Rod Manuel

No. 97
- Position: Defensive end

Personal information
- Born: October 8, 1974 (age 51) Fort Worth, Texas, U.S.
- Listed height: 6 ft 5 in (1.96 m)
- Listed weight: 290 lb (132 kg)

Career information
- High school: Western Hills (Benbrook, Texas)
- College: Oklahoma (1993–1996)
- NFL draft: 1997: 6th round, 199th overall pick
- Expansion draft: 1999: 1st round, 9th overall pick

Career history
- Pittsburgh Steelers (1997–1998); Cleveland Browns (1999)*; Green Bay Packers (2000)*; Grand Rapids Rampage (2001–2004); Philadelphia Soul (2005)*; Grand Rapids Rampage (2005); Los Angeles Avengers (2006);
- * Offseason or practice squad member only

Awards and highlights
- ArenaBowl champion (2001);

Career NFL statistics
- Games played: 3
- Total tackles: 1
- Stats at Pro Football Reference

Career AFL statistics
- Total tackles: 52.5
- Sacks: 5.5
- Forced fumbles: 3
- Fumble recoveries: 1
- Pass deflections: 12
- Stats at ArenaFan.com

= Rod Manuel =

American football player (born 1974)

Roderick Demond Manuel (born October 8, 1974) is an American former professional football player who was a defensive end for two seasons with the Pittsburgh Steelers of the National Football League (NFL). He was selected by the Steelers in the sixth round of the 1997 NFL draft after playing college football for the Oklahoma Sooners. Manuel also played in the Arena Football League (AFL).

==Early life and college==
Roderick Demond Manuel was born on October 8, 1974, in Fort Worth, Texas. He attended Western Hills High School in Benbrook, Texas.

Manuel was a four-year letterman for the Sooners of the University of Oklahoma from 1993 to 1996.

==Professional career==
Manuel was selected by the Pittsburgh Steelers in the sixth round, with the 199th overall pick, of the 1997 NFL draft. He officially signed with the June 17, 1997. He played in one game for the Steelers during the 1997 season. Manuel appeared in two games in 1998 and posted one solo tackle.

On February 9, 1999, Manuel was selected by the Cleveland Browns with the ninth overall pick of the 1999 NFL expansion draft. He was released by the Browns on August 16, 1999.

Manuel signed with the Green Bay Packers on February 21, 2000, and was released on May 4, 2000.

Manuel signed with the Grand Rapids Rampage of the Arena Football League (AFL) on July 17, 2001, late in the 2001 AFL season. He played in one game for the Rampage in 2001 but did not record any statistics. He was an offensive lineman/defensive lineman during his time in the AFL as the league played under ironman rules.

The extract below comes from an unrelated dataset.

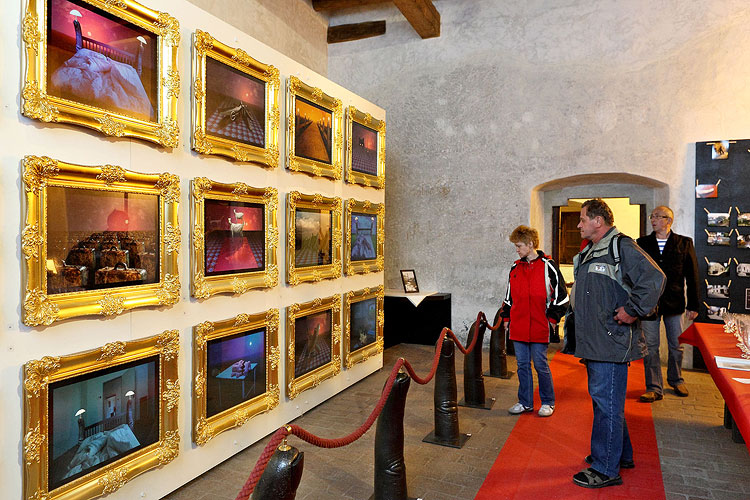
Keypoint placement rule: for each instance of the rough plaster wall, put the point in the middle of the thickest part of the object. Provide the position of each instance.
(510, 97)
(290, 26)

Manuel re-signed with the team on February 18, 2002. On August 19, 2001, the Rampage won ArenaBowl XV against the Nashville Kats by a score of 64–42. He played in 12 games, starting eight, during the 2002 season, recording seven solo tackles, four assisted tackles, 0.5 sacks, two pass breakups, and nine receptions for 113 yards and two touchdowns. He re-signed with Grand Rapids for the second straight year on December 11, 2002. Manuel was placed on refuse to report on January 7, 2003, and the physically unable to perform list on January 10. He was activated on January 28, 2003. He appeared in 15 games, all starts, for the Rampage during the 2003 season, totaling six solo tackles, ten assisted tackles, 0.5 sacks, four pass breakups, seven catches for 68 yards, and one kick return for a ten-yard touchdown. Grand Rapids finished 2003 with an 8–8 record and lost in the first round of the playoffs to the Detroit Fury by a score of 55–54. Manuel was placed on injured reserve on May 4, 2004. He played in 12 games in 2004, accumulating 14 solo tackles, 12 assisted tackles, 2.5 sacks, two forced fumbles, one fumble recovery, and four pass breakups.

Manuel was signed to the practice squad of the AFL's Philadelphia Soul on February 25, 2005.

On March 3, 2005, Manuel was signed to the Rampage's active roster off of the Soul's practice squad. He appeared in seven games for the Rampage in 2005, posting two solo tackles while also catching two passes for 12 yards.

On October 13, 2005, Manuel signed with the Los Angeles Avengers of the AFL for the 2006 season. He was placed on injured reserve on January 23, 2006, and later activated on February 24. Overall, he played in 12 games for the Avengers in 2006, recording seven solo tackles, seven assisted tackles, two sacks, one forced fumble, and two pass breakups. Manuel was released on October 12, 2006.

==Personal life==
Manuel ran a recording studio for a year after leaving the NFL. After his AFL career, he worked as an AT&T technician for four years and later became a mentor in the Fort Worth Independent School District.